30 Mayıs 2011 Pazartesi 13:47A+A-

Aaron Kohen, Ortaköy örneğini merkeze alarak yüzyılın başındaki Musevi kültürünü anlatıyor. Bir zamanlar toplumsal hayatın her noktasında mensuplarım görebileceğimiz Musevi cemaatinin nasıl "dağıldığını" tanıklarıyla gösteriyor.

Zaman Tünelinde Ortaköy Musevileri

ASIM ÖZ/ HAKSÖZHABER

Yüz yıl öncesinden hareketle Ortaköy'ü ele alan Aaron Kohen, 1963 yılında Şişhane'de doğmuş bir Musevi. Altı yaşından itibaren sinagoglarda bulunmuş, Musevi din bilginlerinden ve hazanlardan (duahan) makam ve ilahi dersleri almış. 1978'de Şişhane'deki Neve Şalom Sinagogu'nda başladığı hazanlık görevini 2003'e değin Şişli, Ortaköy, Zülfaris ve İtalyan sinagoglarında sürdürmüş.

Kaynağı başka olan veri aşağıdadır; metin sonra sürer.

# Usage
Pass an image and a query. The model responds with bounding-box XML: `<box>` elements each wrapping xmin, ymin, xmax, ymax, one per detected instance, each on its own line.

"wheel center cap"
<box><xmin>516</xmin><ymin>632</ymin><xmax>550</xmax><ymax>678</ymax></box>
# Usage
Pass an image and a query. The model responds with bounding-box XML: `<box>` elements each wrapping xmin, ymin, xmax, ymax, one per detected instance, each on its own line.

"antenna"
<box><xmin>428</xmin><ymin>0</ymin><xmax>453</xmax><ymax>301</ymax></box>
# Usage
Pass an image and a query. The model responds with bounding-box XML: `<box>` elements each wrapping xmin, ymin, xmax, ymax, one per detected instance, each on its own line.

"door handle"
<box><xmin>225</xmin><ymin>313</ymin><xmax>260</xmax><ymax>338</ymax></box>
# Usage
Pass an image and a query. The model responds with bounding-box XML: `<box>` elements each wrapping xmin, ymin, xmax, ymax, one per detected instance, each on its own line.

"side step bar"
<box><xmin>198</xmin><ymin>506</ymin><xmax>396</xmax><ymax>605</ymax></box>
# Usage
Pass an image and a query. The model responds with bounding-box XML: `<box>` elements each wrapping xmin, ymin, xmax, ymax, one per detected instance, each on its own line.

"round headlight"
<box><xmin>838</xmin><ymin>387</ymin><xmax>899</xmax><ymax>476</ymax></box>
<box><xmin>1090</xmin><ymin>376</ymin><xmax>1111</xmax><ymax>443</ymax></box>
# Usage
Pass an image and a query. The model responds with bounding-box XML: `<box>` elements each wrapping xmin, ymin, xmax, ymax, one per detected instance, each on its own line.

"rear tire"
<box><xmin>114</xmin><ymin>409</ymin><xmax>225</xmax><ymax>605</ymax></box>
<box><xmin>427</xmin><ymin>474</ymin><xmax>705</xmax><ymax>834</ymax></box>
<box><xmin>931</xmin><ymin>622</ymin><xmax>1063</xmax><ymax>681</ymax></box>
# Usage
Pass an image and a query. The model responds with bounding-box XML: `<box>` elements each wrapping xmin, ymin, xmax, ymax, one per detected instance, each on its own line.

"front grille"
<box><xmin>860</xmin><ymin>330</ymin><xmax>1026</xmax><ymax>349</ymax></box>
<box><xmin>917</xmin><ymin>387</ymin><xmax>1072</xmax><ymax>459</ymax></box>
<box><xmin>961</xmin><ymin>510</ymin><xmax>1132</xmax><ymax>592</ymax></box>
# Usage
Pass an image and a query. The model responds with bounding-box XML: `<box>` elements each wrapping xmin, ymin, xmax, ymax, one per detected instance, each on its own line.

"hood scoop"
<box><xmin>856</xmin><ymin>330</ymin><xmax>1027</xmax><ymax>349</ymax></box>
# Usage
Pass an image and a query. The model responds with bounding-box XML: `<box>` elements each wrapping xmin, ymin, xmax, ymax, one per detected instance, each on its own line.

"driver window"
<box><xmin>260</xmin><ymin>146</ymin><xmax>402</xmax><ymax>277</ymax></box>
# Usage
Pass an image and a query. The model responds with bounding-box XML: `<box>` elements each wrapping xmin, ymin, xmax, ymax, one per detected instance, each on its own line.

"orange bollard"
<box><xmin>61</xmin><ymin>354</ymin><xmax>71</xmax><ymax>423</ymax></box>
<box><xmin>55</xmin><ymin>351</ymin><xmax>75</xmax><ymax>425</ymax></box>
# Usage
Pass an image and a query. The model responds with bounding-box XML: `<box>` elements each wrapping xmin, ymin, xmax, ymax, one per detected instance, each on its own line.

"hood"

Musikiyle yakından ilgilenen Kohen, aynı zamanda Feridun Darbaz'dan Türk Musikisi dersleri almış. 2000 yılında Maftirim (Kaybolan geleneksel Türk-İbrani ilahileri) adlı sinagog ilahileri korosunu kurmuştur. Urfa'da düzenlenen kardeşlik konserlerine grubuyla birlikte katılan sanatçının Kalan Müzik imzasını taşıyan Maftirim ve Şevahot-Lael (Allah'a Övgü) adlı iki CD'si var. Her iki CD'de de Osmanlı ve Türk etkisinde gelişen ve başka hiçbir coğrafyada görülmeyen eserleri yorumluyor. Kohen ayrıca Klasik Türk Müziği konserleri de veriyor. Aaron Kohen'in bir özelliği de 2008 yılında, kendi ifadesiyle, 'ihtida edip' Müslümanlığa geçmiş olması. Bu tercihin duyulması onun Musevi cemaati içerisindeki hayatını zorlaştırmış. Hazanın Hüznü kitabında anlattığına göre, akrabalarını görmek üzere gittiği İsrail'de bile hoş karşılanmamış, uzun süre iş bulamamış. Aaron Kohen ve 2003 yılında evlendiği eşi Flöri Rossano Kohen, eski dostları tarafından adeta tecrit edilmiş. Üstelik din değiştirmelerine rağmen birkaç istisna dışında Müslümanlar tarafından da hoş karşılanmamışlar; bekledikleri desteği onlardan da görememişler. Şunu da belirtmeliyim ki Hazanın Hüznü'ndeki kimi anlatımlarından yola çıkarak ben de onun samimi bulmamıştım. Belki Aaron Kohen'in yakındığı ilgisizliğin kökenleri biraz da burada aranmalı. Hatta İsrail'de yurtlanabilseydi bugünkü sürecin oldukça farklı olabileceğini bile düşündüm Hazanın Hüznü'nü okuduğumda yılmamış. Bütün bunları bir yana bıraktığımızda din değiştirmesine rağmen kültürel ve etnik kökenleri hakkındaki araştırma ve yazılarını devam ettiriyor Kohen.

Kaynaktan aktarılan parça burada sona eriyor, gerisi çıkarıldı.